Tutto menzogna. Basta un vago indizio, dato da una vecchia
rimbambita, per ridestargli nell'anima una tempesta di fango, e suggerirgli l'idea del
delitto!
Tutto illusione, tutto sogno in «questa cosa strana» che è la
vita.
«E se fosse illusione anche ciò che penso adesso? Se io mi
ingannassi? Se Maria non fosse lei? Ebbene, se non Maria è un'altra», concluse
disperato; «vicina o lontana, ella esiste e mi chiama, ed io devo ritornare sui miei
passi, ricominciare, ritrovarla, viva o morta.
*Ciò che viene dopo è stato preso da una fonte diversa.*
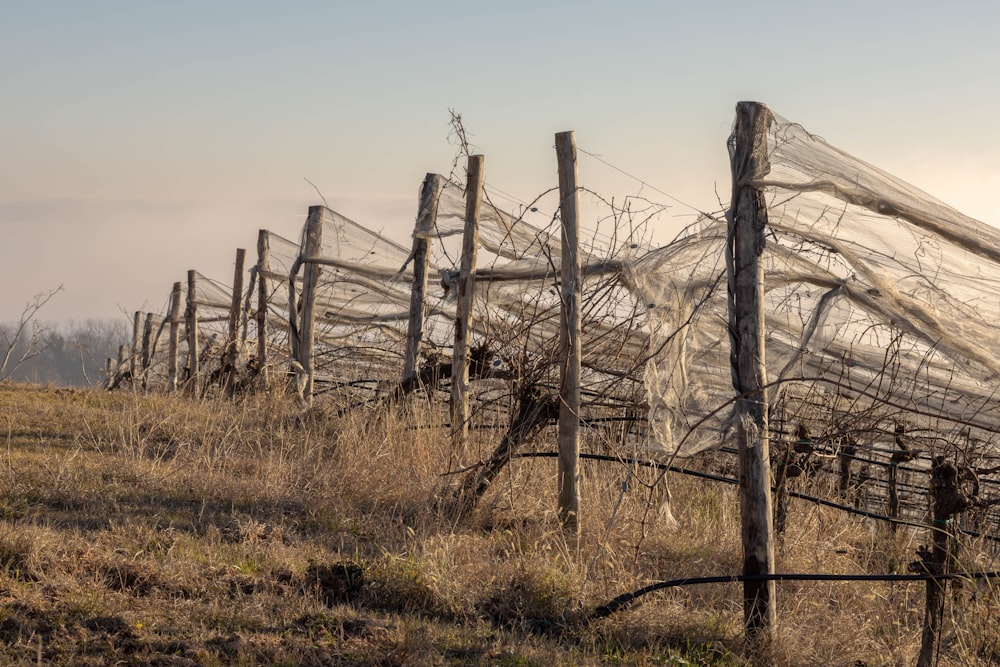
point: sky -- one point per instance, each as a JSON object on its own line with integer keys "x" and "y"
{"x": 139, "y": 139}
Oh, fosse morta!».
Attese il ritorno della padrona, e per calmarsi cercò di
analizzare la strana passione che lo tormentava, ripetendo a se stesso che la maggior sua
pena proveniva dal crudele contrasto dei due esseri che formavano lo sdoppiamento del suo io.
Uno di questi due esseri era un bambino fantastico, appassionato e
triste, col sangue malato; era ancora lo stesso bambino che scendeva la montagna natìa
sognando un mondo misterioso; lo stesso che nella casa del mugnaio aveva per lunghi anni
meditato la fuga senza compierla mai; lo stesso che a Cagliari aveva pianto credendo che
Maria Rosa potesse essere sua madre: l'altro essere, normale e cosciente, cresciuto
accanto al bambino incurabile, vedeva la inconsistenza dei fantasmi e dei mostri che
tormentavano il suo compagno, ma per quanto combattesse e gridasse non riusciva a
liberarlo dalla sua ossessione, a guarirlo dalla sua follia.
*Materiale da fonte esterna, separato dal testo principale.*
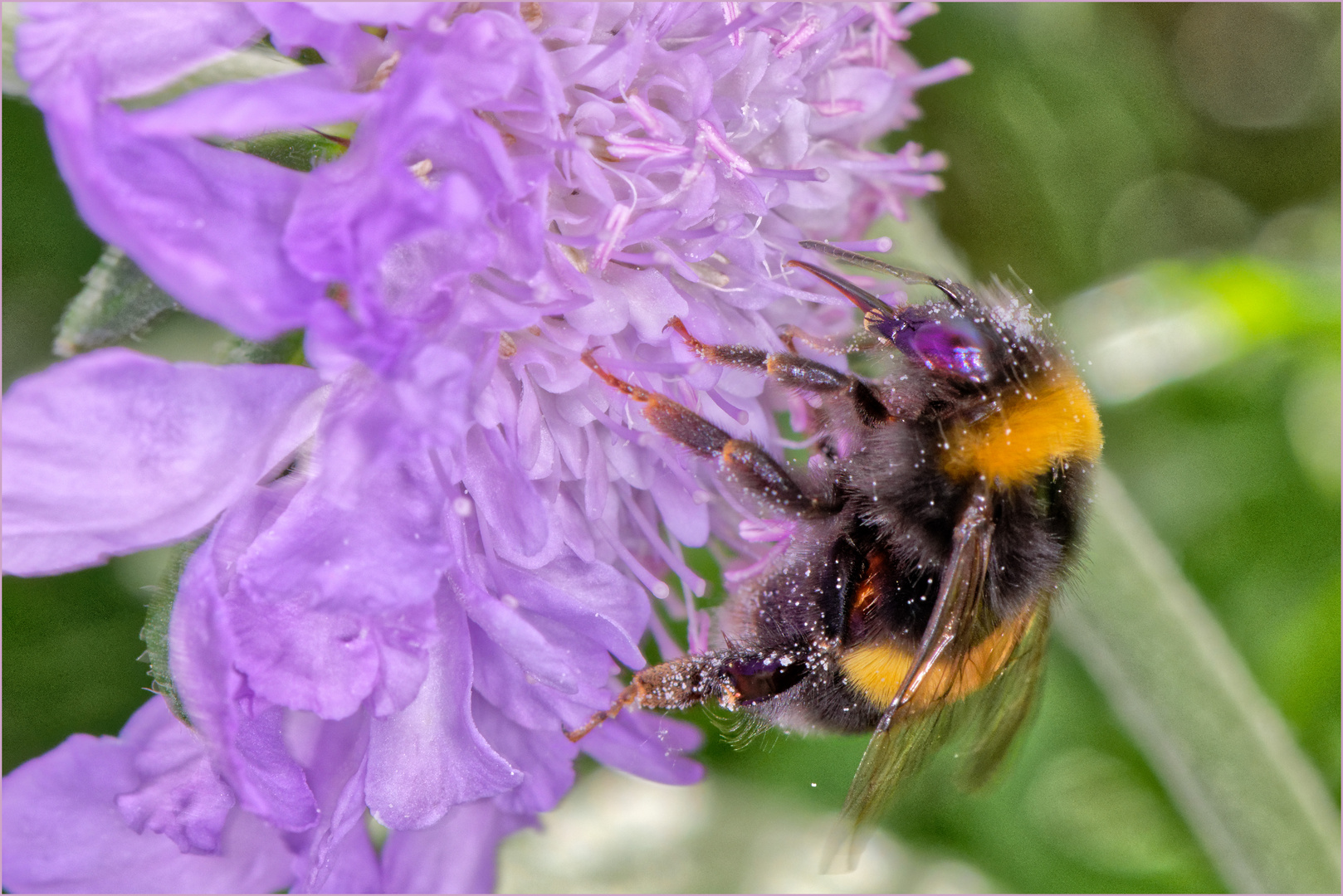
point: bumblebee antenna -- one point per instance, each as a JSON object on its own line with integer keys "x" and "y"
{"x": 872, "y": 264}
Una lotta continua, un crudele contrasto agitava notte e giorno i
due esseri; e il bambino fantastico e illogico, vittima e tiranno, riusciva sempre
vincitore. Egli voleva sapere, voleva scoprire, voleva raggiungere il suo intento; e
soffriva della vanità della sua ricerca e della speranza di arrivare al suo scopo. Molte
volte Anania si era chiesto se, libero dall'amore per Margherita, egli avrebbe sofferto
egualmente in questa sua triste ricerca. E sempre s'era risposto di sì.
La Obinu rientrò verso sera.
«Signora Maria», disse Anania, aprendo l'uscio, «venga; devo
dirle una cosa».
Ella entrò e si buttò a sedere accanto a lui: ansava per le
scale salite di corsa, era insolitamente rossa, con la fronte lucente di sudore.
«Perché sta al buio? Che cosa ha da dirmi, signor Anania? Si
sente male?»
La sua voce era tranquilla: e di nuovo egli sentì cadere i suoi
sospetti, e gli parve ridicolo fare una scena a quella donna stanca che doveva
apparecchiare la tavola per i suoi pensionanti.